Hello and welcome to Portrait in a Minute. I am Brandon Fortune, Chief Curator at the
National Portrait Gallery and curator of the Elaine de Kooning: Portraits exhibition. Elaine de Kooning was the most important Abstract
Expressionist portrait artist; she bridged the gap between abstraction and representation. The first of four children born to Marie and
Charles Fried in 1918, in Brooklyn, New York, Elaine was raised in an art-centered world
of museum visits and theater outings. She began to draw around age five with her
mother’s encouragement. As she grew up, she was competitive and athletic. After graduating from high school, Elaine
ultimately found her way to the American Artists School, where she discovered artists who were
working progressively with the raw materials of modernism. She met Willem de Kooning around 1938 and
soon began to study painting and drawing with him in his studio. They also began a romantic relationship and
were married in December 1943. By that time the two had become part of a
generation of artists known as Abstract Expressionists. Elaine painted abstractly, but was becoming
known for her gestural portraits of friends and family. Although Willem de Kooning is now better known
as a leading Abstract Expressionist, Elaine said that instead of working in his shadow,
she “painted in his light.” During the 1950s and 1960s, Elaine began to
show her work regularly, and also became an art critic at ArtNews magazine, where she
was celebrated for being among the first to write in-depth about artists in the Abstract
Expressionist movement. Despite being in a world dominated by abstract
art, she never gave up on her own representational style. Her inspiration in the 1960s to create a series
of portraits of men in her typical quickly brushed, energetic painting style led to a
commission from the Truman Library for a portrait of President John F. Kennedy.

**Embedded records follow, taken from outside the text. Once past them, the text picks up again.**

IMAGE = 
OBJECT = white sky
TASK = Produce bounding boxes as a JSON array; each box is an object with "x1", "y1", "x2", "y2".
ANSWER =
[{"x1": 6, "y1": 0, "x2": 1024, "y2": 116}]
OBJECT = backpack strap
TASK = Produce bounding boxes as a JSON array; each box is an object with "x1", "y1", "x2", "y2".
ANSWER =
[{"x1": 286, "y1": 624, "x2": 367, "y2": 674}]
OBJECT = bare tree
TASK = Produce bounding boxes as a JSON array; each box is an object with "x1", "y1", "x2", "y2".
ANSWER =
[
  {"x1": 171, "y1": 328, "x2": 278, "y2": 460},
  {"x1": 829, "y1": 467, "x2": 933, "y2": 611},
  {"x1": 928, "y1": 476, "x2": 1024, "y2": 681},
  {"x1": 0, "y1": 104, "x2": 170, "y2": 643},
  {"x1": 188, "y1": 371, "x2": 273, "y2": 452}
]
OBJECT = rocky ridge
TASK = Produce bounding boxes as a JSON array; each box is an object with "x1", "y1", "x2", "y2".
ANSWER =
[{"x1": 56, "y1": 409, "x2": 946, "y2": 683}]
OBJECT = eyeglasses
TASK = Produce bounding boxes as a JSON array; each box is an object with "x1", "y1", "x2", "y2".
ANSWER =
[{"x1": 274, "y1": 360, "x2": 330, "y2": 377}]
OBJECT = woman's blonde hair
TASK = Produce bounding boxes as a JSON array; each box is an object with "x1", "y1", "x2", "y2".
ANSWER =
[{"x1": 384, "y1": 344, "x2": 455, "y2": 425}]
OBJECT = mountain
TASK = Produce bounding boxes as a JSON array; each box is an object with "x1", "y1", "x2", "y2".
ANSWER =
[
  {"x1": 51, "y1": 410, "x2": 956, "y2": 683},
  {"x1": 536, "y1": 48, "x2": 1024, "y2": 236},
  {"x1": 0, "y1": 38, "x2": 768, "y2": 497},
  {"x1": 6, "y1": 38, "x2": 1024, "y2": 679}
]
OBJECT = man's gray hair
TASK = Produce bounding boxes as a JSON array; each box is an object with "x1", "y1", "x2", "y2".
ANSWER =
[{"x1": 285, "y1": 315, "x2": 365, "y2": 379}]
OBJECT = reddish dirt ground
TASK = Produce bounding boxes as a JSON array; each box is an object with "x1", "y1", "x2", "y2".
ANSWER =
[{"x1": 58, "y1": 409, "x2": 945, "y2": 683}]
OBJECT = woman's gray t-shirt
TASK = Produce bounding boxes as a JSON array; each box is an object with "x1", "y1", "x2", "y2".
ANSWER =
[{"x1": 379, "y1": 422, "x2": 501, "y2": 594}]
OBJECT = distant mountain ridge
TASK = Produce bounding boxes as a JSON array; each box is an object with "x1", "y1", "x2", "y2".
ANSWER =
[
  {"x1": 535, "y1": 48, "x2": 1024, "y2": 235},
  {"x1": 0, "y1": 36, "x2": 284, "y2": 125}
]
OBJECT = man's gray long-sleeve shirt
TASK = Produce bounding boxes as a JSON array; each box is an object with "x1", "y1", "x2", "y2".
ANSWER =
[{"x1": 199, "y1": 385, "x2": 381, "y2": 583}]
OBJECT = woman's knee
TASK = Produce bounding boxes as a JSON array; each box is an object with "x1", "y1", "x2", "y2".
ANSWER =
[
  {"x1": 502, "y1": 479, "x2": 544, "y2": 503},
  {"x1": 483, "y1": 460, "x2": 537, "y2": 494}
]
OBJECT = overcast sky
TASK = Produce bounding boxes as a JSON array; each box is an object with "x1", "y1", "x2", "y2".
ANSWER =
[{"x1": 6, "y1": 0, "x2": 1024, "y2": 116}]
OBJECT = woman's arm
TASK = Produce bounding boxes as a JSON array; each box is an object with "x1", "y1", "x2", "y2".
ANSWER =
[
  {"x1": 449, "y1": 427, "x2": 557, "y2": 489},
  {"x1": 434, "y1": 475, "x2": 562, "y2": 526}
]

It was believed she could capture a likeness
of the president quickly, since he would not be likely to pose formally. In late December 1962, Elaine went to his
vacation home in Palm Beach, where she painted the president as he pursued his everyday activities. Returning to New York, she continued working,
painting from her sketches as well as images from the news media. She created dozens of drawings, watercolors
and paintings. She was so consumed by this commission that
she stopped her painting for many months after Kennedy’s assassination. Elaine challenged societal roles by refusing
to be defined by a single label in pursuit of her passion. Although she was part of the abstract expressionist
movement, figuration and portraiture were also a mainstay of her work. She searched for the perfect pose for her
portrait subjects, looking for that something in each subject that is characteristic and
not static—that something which we see in a glimpse. Not wanting to be known for just one mode
of expression, she used a variety of canvas sizes and used many different drawing media,
including charcoal, pencil, gouache, and watercolor washes. Today we appreciate her contributions to portraiture,
both painted and drawn, and her appreciation of the fluidity of likeness in modern portraiture. This has been Portrait in a Minute.